Ask HN: How do you communicate the gravity of tech debt to a new team? - Gabriel_Martin
When joining a new team, upon finding loads of tech debt left by past developers, which nontechnical members of the company&#x27;s leadership are not aware of, what methods have you used to convey the scale of the issue (For example, code that is deeply flawed in many ways, like 1600 line templates with many inline jquery scripts and further dozens of links of un-minified script calls to 500+ line Jquery scripts, not to mention, no build system for the frontend, and seems about 15 years behind current conventions and best practices)?
======
kaazhan
I have the exact same problem, i'm pretty curious about what solution will be
proposed.

From my experience it is really case dependant. I went throught several
"legacy" codebases, and everything depends on the willingness of change in the
company. I think my 3 last experiences are revelant of different situations :

1 - Peoples want to change A few years ago I went to a company with some code
from 5+years, with poor quality. It was quite easy to explain peoples we were
facing troubles maintaining the codebase in descent state, since it was a
small company with people involved in dev process/ selling the product.

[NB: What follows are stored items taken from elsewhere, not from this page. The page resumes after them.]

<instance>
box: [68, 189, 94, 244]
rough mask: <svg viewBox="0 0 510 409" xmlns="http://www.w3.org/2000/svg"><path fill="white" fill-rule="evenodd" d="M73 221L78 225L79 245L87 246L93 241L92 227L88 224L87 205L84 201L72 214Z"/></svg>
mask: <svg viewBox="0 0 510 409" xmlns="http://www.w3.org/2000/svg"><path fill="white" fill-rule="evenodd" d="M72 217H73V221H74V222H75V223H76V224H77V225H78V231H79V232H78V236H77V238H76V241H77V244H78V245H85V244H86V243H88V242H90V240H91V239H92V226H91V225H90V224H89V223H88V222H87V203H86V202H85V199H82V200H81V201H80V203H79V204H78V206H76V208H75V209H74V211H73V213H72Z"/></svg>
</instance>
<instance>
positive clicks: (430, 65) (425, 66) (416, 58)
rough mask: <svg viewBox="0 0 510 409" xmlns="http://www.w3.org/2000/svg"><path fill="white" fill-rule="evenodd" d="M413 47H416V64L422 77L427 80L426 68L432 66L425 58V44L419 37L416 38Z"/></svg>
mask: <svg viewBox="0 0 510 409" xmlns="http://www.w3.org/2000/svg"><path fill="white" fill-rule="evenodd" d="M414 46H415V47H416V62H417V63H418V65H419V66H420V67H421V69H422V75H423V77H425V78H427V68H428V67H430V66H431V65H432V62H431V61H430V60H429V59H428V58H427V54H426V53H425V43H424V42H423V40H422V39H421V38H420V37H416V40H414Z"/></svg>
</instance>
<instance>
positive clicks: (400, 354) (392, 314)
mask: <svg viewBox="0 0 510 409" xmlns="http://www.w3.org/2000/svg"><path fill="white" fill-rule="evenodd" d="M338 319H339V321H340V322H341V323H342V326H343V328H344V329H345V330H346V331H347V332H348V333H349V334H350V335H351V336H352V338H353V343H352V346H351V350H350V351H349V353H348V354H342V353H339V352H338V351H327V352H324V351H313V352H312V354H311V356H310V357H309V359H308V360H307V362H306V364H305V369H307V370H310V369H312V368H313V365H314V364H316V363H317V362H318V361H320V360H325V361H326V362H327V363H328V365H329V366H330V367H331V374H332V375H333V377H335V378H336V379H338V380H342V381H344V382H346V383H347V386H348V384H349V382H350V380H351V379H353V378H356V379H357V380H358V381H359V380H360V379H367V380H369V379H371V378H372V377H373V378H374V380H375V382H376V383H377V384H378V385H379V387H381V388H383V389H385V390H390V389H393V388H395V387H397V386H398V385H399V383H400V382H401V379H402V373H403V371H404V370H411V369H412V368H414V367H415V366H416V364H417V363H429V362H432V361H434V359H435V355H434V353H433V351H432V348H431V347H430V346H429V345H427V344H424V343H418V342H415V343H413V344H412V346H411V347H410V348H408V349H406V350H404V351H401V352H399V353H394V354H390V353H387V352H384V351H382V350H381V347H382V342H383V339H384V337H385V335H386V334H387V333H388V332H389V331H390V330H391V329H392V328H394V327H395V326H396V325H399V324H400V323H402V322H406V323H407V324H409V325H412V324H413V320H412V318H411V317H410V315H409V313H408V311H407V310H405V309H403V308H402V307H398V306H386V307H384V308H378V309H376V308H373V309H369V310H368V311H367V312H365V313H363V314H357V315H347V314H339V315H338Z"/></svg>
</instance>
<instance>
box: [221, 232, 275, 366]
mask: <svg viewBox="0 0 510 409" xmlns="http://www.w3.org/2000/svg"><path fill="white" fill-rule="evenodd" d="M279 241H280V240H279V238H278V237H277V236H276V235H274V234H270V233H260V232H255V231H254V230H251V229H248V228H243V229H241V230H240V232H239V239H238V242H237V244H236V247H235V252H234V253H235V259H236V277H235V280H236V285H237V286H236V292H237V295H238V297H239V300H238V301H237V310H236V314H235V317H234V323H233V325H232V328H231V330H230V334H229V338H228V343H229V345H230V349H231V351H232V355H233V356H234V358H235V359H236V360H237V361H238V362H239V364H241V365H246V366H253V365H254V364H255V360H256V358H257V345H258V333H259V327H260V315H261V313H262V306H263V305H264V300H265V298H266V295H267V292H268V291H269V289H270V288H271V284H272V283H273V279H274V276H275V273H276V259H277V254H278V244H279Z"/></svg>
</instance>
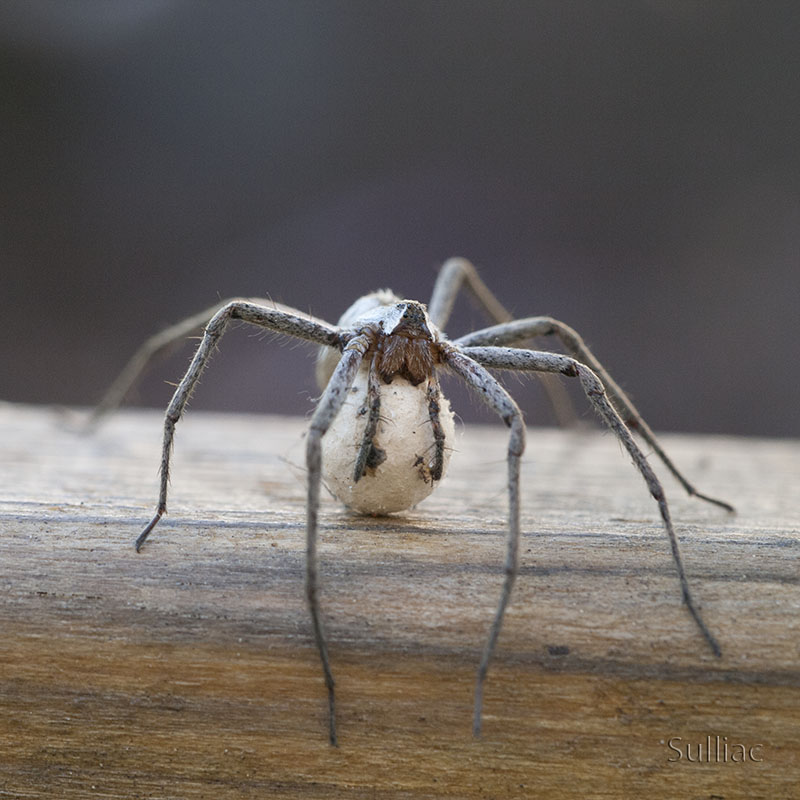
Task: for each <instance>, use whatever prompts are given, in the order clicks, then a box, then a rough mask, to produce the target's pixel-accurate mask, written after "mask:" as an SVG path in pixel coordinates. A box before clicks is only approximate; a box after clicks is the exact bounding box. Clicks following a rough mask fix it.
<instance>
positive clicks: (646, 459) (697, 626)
mask: <svg viewBox="0 0 800 800" xmlns="http://www.w3.org/2000/svg"><path fill="white" fill-rule="evenodd" d="M456 347H458V348H459V350H460V351H461V352H463V353H464V354H466V355H467V356H469V357H470V358H473V359H475V361H477V362H479V363H481V364H483V365H484V366H485V367H490V368H492V369H507V370H515V371H522V372H560V373H561V374H562V375H566V376H567V377H570V378H579V379H580V382H581V386H582V388H583V391H584V393H585V394H586V396H587V397H588V398H589V401H590V402H591V403H592V405H593V406H594V408H595V409H596V411H597V412H598V413H599V415H600V417H601V418H602V420H603V422H605V424H606V425H607V426H608V427H609V428H610V429H611V430H612V431H613V432H614V433H615V434H616V435H617V438H618V439H619V440H620V441H621V442H622V444H623V445H624V446H625V449H626V450H627V451H628V454H629V455H630V457H631V458H632V459H633V463H634V465H635V466H636V468H637V469H638V470H639V472H640V473H641V474H642V477H643V478H644V480H645V483H646V484H647V488H648V489H649V490H650V494H651V495H652V496H653V498H654V499H655V501H656V502H657V503H658V509H659V512H660V513H661V519H662V521H663V523H664V528H665V529H666V532H667V536H668V537H669V543H670V547H671V548H672V559H673V561H674V563H675V568H676V570H677V572H678V579H679V580H680V584H681V593H682V595H683V601H684V603H685V604H686V607H687V609H688V610H689V613H690V614H691V615H692V618H693V619H694V621H695V623H696V624H697V627H698V628H699V630H700V633H702V635H703V637H704V638H705V640H706V641H707V642H708V645H709V647H710V648H711V650H712V652H713V653H714V655H715V656H717V657H720V656H721V655H722V650H721V649H720V646H719V644H718V643H717V640H716V639H715V638H714V636H713V634H712V633H711V631H710V630H709V629H708V626H707V625H706V623H705V622H704V621H703V618H702V617H701V616H700V612H699V610H698V609H697V606H696V605H695V603H694V600H693V599H692V595H691V592H690V591H689V582H688V581H687V579H686V570H685V569H684V566H683V558H682V556H681V551H680V547H679V546H678V537H677V536H676V535H675V530H674V529H673V527H672V519H671V518H670V513H669V507H668V506H667V499H666V497H665V495H664V489H663V488H662V486H661V482H660V481H659V480H658V478H657V477H656V474H655V472H653V469H652V467H651V466H650V464H649V463H648V461H647V458H646V457H645V455H644V453H643V452H642V451H641V449H640V448H639V446H638V445H637V444H636V440H635V439H634V438H633V435H632V434H631V432H630V431H629V430H628V428H627V427H626V425H625V423H624V421H623V420H622V417H621V416H620V415H619V413H618V412H617V411H616V409H615V408H614V406H613V405H612V404H611V402H610V401H609V400H608V397H607V396H606V391H605V387H604V386H603V383H602V381H601V380H600V378H598V376H597V375H595V373H594V372H592V370H591V369H589V367H587V366H586V365H585V364H583V363H581V362H580V361H578V360H577V359H575V358H571V357H569V356H562V355H558V354H556V353H542V352H538V351H535V350H518V349H516V348H510V347H463V348H462V347H460V346H458V345H456Z"/></svg>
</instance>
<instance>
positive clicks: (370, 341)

2 - Clueless people After that i moved to a company with terrible codebase. I
put everything on git and set a dev environment on my first week. It was in
2017. The legacy was unmaintainable, and by speaking with the ceo/cto, we
managed to explain the risks for the company. It took month, but they
understood the urge of refactoring, rewriting, etc. They just were not able to
find a solution by themselves and our help to rationalise the problem and find
effective solution was sufficent to give them understanding of the problem and
willingness on moving forward.

3 - Conservative peoples I moved a few month ago in a really conservative
company with totaly insane codebase. For the moment I have no clue on what to
do to make people understand at what point the code is in a sinistred state.
Tech people understand it but not the rest of the company. Company is
economicaly wealthy and it's really hard to make people understand that it
does hide terrible technical reality.

I personally think the most important point are : \- Explain to your boss what
are the most dangerous problems (unencrypted passwords in DB, that kind of
things) \- Explain what is tech debt \- Explain that current techs are
solutions to those problems \- Speak about the costs

Everything is easier if you are in a small company, wether ir not peoples
around you does have thech background or not. It's easier too if you can prove
what you're saying: with examples of dangerous things understandable by non
tech people, and with POC. For the moment i just does not figure out how to
push the need of purging tech debt when company is wealthy. People feel that
everything goes well and you're just too much of a geek/perfectionnist

------
borplk
Try to find a way so that you don't have to communicate the gravity of it. For
example start fixing it slowly and quietly.